We are very encouraged by these results and what they could mean for patients, physicians, families, and everyone in the PV community. At Silence, we continue to demonstrate the broad applicability of our mRNAi GOLD™ technology platform, and the results we see in today's PV program are a credit to a very dedicated team focused on bringing this program to patients as quickly as possible. As you will hear, we are planning to start the phase 2 study by the end of this year. As a reminder, divesiran has FDA Fast Track and Orphan Drug designations for PV. Before I hand it over to Steve, I'd like to take a moment to acknowledge the people who have and continue to contribute to this important study, including the 21 PV patients who have enrolled to date, site investigators, and Silence team members.

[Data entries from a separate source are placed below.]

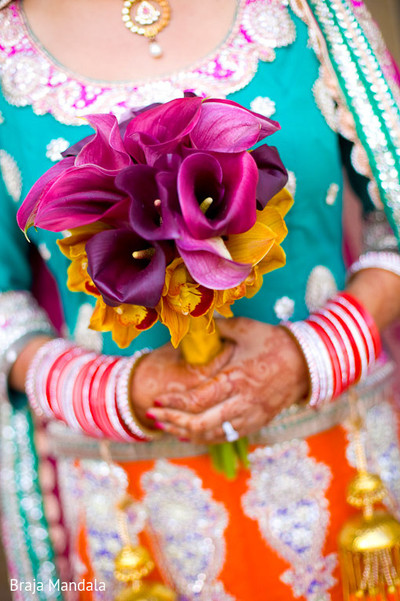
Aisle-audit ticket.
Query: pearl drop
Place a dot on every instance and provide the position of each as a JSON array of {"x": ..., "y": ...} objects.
[{"x": 155, "y": 50}]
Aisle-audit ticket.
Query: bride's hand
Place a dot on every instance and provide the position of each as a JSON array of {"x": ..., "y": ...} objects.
[
  {"x": 165, "y": 371},
  {"x": 265, "y": 374}
]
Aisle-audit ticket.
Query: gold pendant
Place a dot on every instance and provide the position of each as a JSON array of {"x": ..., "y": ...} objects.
[{"x": 147, "y": 18}]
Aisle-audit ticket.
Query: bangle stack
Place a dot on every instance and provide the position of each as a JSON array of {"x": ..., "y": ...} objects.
[
  {"x": 340, "y": 344},
  {"x": 88, "y": 392}
]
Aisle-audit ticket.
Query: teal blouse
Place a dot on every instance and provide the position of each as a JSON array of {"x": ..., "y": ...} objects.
[{"x": 309, "y": 149}]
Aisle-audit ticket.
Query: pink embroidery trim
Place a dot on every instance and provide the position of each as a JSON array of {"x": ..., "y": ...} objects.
[{"x": 31, "y": 77}]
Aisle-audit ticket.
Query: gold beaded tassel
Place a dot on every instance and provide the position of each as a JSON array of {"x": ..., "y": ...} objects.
[
  {"x": 133, "y": 563},
  {"x": 147, "y": 18},
  {"x": 369, "y": 544}
]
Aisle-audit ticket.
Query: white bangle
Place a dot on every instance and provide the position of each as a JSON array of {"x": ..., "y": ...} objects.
[{"x": 389, "y": 261}]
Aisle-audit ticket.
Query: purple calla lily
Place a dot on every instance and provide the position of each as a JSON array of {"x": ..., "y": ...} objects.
[
  {"x": 154, "y": 206},
  {"x": 217, "y": 193},
  {"x": 210, "y": 264},
  {"x": 168, "y": 124},
  {"x": 272, "y": 175},
  {"x": 125, "y": 268},
  {"x": 225, "y": 126},
  {"x": 27, "y": 211}
]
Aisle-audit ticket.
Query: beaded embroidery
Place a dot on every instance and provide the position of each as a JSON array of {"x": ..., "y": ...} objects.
[
  {"x": 189, "y": 528},
  {"x": 287, "y": 498},
  {"x": 381, "y": 443},
  {"x": 260, "y": 26},
  {"x": 321, "y": 285}
]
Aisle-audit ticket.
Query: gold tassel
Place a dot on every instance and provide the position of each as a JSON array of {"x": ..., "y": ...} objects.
[
  {"x": 133, "y": 563},
  {"x": 369, "y": 544}
]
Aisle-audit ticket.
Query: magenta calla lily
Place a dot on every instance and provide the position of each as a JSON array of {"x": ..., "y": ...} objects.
[
  {"x": 272, "y": 175},
  {"x": 105, "y": 148},
  {"x": 27, "y": 211},
  {"x": 79, "y": 196},
  {"x": 168, "y": 124},
  {"x": 121, "y": 278},
  {"x": 171, "y": 183},
  {"x": 210, "y": 264},
  {"x": 154, "y": 206},
  {"x": 225, "y": 182}
]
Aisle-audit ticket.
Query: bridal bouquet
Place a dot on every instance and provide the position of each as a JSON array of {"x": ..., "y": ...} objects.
[{"x": 170, "y": 217}]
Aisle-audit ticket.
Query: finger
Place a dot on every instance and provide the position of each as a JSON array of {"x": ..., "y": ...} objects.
[
  {"x": 198, "y": 399},
  {"x": 207, "y": 426}
]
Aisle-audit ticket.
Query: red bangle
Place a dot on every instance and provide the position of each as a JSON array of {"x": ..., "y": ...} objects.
[
  {"x": 340, "y": 349},
  {"x": 366, "y": 316},
  {"x": 337, "y": 372}
]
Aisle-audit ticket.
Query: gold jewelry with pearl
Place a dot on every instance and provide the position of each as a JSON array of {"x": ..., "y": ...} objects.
[{"x": 147, "y": 18}]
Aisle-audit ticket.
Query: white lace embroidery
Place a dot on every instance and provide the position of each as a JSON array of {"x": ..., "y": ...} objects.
[
  {"x": 287, "y": 498},
  {"x": 321, "y": 285},
  {"x": 189, "y": 528},
  {"x": 31, "y": 77}
]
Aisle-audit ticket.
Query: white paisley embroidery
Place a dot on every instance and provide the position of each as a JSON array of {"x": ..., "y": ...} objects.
[
  {"x": 287, "y": 498},
  {"x": 189, "y": 528},
  {"x": 102, "y": 485}
]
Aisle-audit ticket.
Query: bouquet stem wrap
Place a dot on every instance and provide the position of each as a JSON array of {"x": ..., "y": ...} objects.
[{"x": 199, "y": 347}]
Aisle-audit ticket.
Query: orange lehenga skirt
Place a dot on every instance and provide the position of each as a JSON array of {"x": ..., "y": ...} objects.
[{"x": 269, "y": 534}]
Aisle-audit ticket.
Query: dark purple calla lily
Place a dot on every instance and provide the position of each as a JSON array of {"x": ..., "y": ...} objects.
[
  {"x": 272, "y": 175},
  {"x": 210, "y": 264},
  {"x": 225, "y": 126},
  {"x": 225, "y": 182},
  {"x": 118, "y": 275},
  {"x": 154, "y": 206}
]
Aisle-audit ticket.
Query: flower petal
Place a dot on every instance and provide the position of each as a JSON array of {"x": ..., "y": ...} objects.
[
  {"x": 251, "y": 246},
  {"x": 225, "y": 126},
  {"x": 27, "y": 211},
  {"x": 272, "y": 175},
  {"x": 209, "y": 263},
  {"x": 105, "y": 148},
  {"x": 153, "y": 201},
  {"x": 118, "y": 276},
  {"x": 168, "y": 123},
  {"x": 80, "y": 195},
  {"x": 230, "y": 180}
]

I'll now turn the call over to Steve to discuss the SANRECO program and divesiran PV data in more detail. Steve?

Steven Romano
Head of R&D, Silence Therapeutics

Thanks, Craig, and good morning, everyone. I'm delighted to share these results with you. As a reminder, PV is a rare myeloproliferative neoplasm, a type of blood cancer that is associated with erythrocytosis, or an increase in the production of red blood cells. Other blood cell types, including WBCs and platelets, may also be increased. The increase in RBC mass, corresponding to a substantial elevation of hematocrit, leads to a higher incidence of thrombotic or clotting events and an increase in adverse CV outcomes. PV is associated with a range of burdensome symptoms, including fatigue, cognitive disturbance, and pruritus, and additionally, longer term can transform to myelofibrosis and even acute myeloid leukemia. PV impacts around 150,000 individuals in the US and 3.5 million worldwide. The aim of the treatment is to maintain hematocrit less than 45%, a level that is associated with a reduced incidence of thrombosis and CV-associated death.

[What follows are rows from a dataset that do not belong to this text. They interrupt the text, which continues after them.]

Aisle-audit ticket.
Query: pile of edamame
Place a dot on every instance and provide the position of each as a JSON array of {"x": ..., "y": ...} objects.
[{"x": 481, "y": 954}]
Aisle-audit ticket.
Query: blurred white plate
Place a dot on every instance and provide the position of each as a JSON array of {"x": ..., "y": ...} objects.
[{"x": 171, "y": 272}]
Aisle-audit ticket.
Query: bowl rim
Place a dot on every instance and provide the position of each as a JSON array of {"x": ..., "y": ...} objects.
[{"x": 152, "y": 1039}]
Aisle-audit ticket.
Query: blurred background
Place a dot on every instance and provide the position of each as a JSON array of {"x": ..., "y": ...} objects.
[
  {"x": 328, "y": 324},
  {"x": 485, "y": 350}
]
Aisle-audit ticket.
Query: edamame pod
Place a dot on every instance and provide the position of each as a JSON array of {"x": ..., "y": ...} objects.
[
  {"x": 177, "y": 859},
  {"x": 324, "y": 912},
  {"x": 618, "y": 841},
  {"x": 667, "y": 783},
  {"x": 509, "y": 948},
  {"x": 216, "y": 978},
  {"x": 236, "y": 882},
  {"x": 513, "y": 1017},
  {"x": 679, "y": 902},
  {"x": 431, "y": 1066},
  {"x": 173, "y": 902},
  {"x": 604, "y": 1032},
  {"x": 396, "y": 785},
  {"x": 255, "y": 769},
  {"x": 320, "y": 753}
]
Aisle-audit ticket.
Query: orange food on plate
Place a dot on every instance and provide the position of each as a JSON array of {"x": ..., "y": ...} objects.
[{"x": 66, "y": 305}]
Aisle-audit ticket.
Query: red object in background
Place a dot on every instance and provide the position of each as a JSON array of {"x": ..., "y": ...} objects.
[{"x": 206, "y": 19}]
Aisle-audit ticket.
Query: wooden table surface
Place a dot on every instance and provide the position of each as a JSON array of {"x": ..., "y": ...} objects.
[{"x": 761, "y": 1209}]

Treatment usually requires routine phlebotomy, which is venipuncture and blood removal, along with low-dose aspirin. Many patients, regardless of risk level, require the addition of cytoreductive agents to ensure achievement of treatment goals. Phlebotomy, while helpful, is time-consuming, may not maintain patients at safer hematocrit levels consistently, and can contribute to iron deficiency and overall symptom burden. So treatments that could reduce the dependency on this intervention should potentially benefit patients. As a reminder, divesiran is a 19-mer double-stranded, blunt-ended, small interfering RNA that targets TMPRSS6, expressed almost exclusively in the liver. It was designed and developed utilizing our proprietary mRNAi GOLD™ siRNA platform technology, which consists of several key components, including proprietary RNA sequences and linkers conjugated to GalNAc ligands. We utilize a toolbox of chemical modifications, which allows for the design of stable, potent, durable, yet reversible compounds directed at silencing expression of a specific liver gene target.

TMPRSS6 is a negative regulator of hepcidin, the body's master regulator of iron metabolism, including its absorption, distribution, and storage. The therapeutic hypothesis for the use of divesiran in PV patients is the following: by silencing TMPRSS6, hepcidin production and release by liver hepatocytes will increase, leading to the restriction of iron to the bone marrow and thus reducing the excessive production of red blood cells, a process dependent on availability of iron. The Phase 1 trial design was informed in part by the data generated in the completed Phase 1 Healthy Volunteer study, as well as the overall safety and tolerability profile observed in both the Healthy Volunteer study and a completed Phase 1 study in patients with iron-loading conditions such as beta thalassemia. The trial is open label, allowing for up to 4 cohorts, and each cohort consists of up to 8 patients.

As a fourth cohort has not been deemed necessary, the final data set will include patients from three cohorts with doses of 3, 6, and 9 mg/kg, respectively. All patients will receive 4 scheduled doses at 6-week intervals, corresponding to weeks 0, 6, 12, and 18. All patients are then followed for 16 additional weeks for a combined total of 34 weeks of treatment and follow-up. Key inclusion criteria for the trial subjects include a diagnosis of PV based on WHO criteria and a history of requiring a minimum of 3 phlebotomies in the previous 6 months or 5 phlebotomies in the previous 12 months. Patients on stable doses of cytoreductive agents are allowed, and given the exploratory nature of this phase 1 study, both well-controlled patients, i.e., those with hematocrits 45% or less, and those less well-controlled with hematocrits greater than 45%, were included.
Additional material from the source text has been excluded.